When you reap your harvest in your field and forget a sheaf in the field, you shall not go back to get it. It shall be for the sojourner, the fatherless, and the widow, that the LORD your God may bless you in all the work of your hands. When you beat your olive trees, you shall not go over them again. It shall be for the sojourner, the fatherless, and the widow. When you gather the grapes of your vineyard, you shall not strip it afterward. It shall be for the sojourner, the fatherless, and the widow. You shall remember that you were a slave in the land of Egypt; therefore I command you to do this. Deuteronomy 24:19-22
What is gleaning? Gleaning, as described in the Old Testament, is the practice of leaving some of the grain or produce behind during harvest for the needy members of society. It’s different from charity or alms in that the excess is not just given away. Those who needed food would come to the fields after the harvest and gather for themselves. To an urbanized, post-Industrial society, this may seem very foreign. And yet, I wonder if there is anything we can learn from it.
The practice of gleaning provided work and food for those who lacked both. In the Deuteronomy passage, God gives two reasons for His people to do this. First, they are told that they should do this so that God may bless them in all they do. God’s people are to remember that all they have comes from the Lord. Because He has blessed them, they are to be a blessing to others, and God promises that He will continue to bless them. This is not a “health and wealth” doctrine. God’s blessings are not simply material, but all His blessings flow down like rain on His people. This is still true today.
My dad, who deserves credit for the basic idea of this article, has used a very helpful illustration of this concept. Imagine that someone is pouring out sand into your hands. If you close your hands to try to hold on to the sand, you can only hold a little bit. But if you open your hands and allow the excess to run over the sides, your hands hold more. I think that really shows the point here. God has given His people so much that they shouldn’t try to hold on to it all with a tight grasp, but rather allow His blessings to flow over and bless others.
The second reason God gives in the passage is that His people are to remember that they were once slaves in a foreign land. They are to remember that they have been the strangers in a strange land, the ones without means. God’s people should have tender hearts towards the people around them and not forget their own history. As Americans, almost all of us can trace our histories back to people who left their homelands to make a new way in a new land. As believers, we too have been set free from slavery and are living in a land that is not our ultimate home.
So what application can we make of these concepts today? Well, one thing might be to look at ways we can provide work for others so that they can support themselves and their families. By all means, we should continue to give to our churches and to charitable causes as we are led. But are there other ways we might be able to help people in need? While being a good steward of our finances, are there things I could hire someone else to do for us? Maybe I can hire someone to clean my house or mow my yard. Maybe I can have someone come do some work on my house that needs to be done. Maybe I can spend money at stores or at restaurants (within my budget, of course). Maybe I could have someone change the oil and rotate the tires on my car.
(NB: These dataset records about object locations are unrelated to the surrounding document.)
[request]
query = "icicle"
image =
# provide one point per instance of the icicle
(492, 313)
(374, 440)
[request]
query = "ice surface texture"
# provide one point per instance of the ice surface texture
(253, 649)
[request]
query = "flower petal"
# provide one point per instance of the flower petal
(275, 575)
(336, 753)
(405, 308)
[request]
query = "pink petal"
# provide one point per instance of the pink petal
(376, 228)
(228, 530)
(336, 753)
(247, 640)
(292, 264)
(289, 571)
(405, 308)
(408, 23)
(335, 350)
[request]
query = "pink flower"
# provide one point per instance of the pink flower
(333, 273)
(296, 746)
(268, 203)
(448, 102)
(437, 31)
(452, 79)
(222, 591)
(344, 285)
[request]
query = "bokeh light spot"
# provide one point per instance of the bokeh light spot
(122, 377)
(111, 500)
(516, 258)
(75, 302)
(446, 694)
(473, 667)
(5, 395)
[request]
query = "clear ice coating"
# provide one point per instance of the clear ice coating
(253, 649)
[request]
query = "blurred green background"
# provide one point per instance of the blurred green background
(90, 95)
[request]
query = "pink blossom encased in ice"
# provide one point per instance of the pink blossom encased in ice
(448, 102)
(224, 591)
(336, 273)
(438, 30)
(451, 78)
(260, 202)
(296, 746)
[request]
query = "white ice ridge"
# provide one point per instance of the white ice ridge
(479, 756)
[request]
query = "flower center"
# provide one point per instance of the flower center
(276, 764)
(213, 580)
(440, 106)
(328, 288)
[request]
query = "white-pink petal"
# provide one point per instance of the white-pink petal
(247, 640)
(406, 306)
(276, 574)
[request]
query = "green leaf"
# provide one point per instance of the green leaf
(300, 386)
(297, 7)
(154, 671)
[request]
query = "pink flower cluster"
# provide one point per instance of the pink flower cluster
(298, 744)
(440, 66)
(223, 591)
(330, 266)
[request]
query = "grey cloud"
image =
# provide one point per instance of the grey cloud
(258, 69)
These are just ideas, of course. I’m not about to tell anyone that they must do any of the above. I’m sure all of us have ways that we can be a blessing to others out of the abundance that God has blessed us with. I’m also sure that most of us are already tenderhearted towards the needs of those around us. I don’t want anyone to read my words here as an attempt to guilt anyone. Far from it! But maybe there are others who have wondered about ways they can help people in need. I would love to hear your thoughts about modern day gleaning.
2 thoughts on “Gleaning: Blessing others as God has blessed you”
I think this is a good idea. By encouraging people to work, we will make them feel better about themselves, and we will discourage dependency by interposing work between them and what we want to give them as well as inculcating good work habits.
I remember that there was a gentleman whom I wanted to help, yet he seemed to quickly grow dependent on gifts. Consequently, I would look for things I could hire him to do. That was helpful to me (such as when I was vacation), and it was helpful to him because he was able to get extra money. It wasn’t exactly charity, but it was a mutually beneficial relationship.
I think your article is worth thinking about.
Sometimes I think of what I do with clothes and household items that I don’t need anymore as an opportunity to allow gleaning. I could try to sell them online or at a garage sale, or I could donate them to Goodwill or the like. That contributes to jobs for the workers, and the items are then sold for less money to people who can’t afford higher priced goods (and yes, others who can). The money the store raises is also used for charitable programs. Thanks Rachel.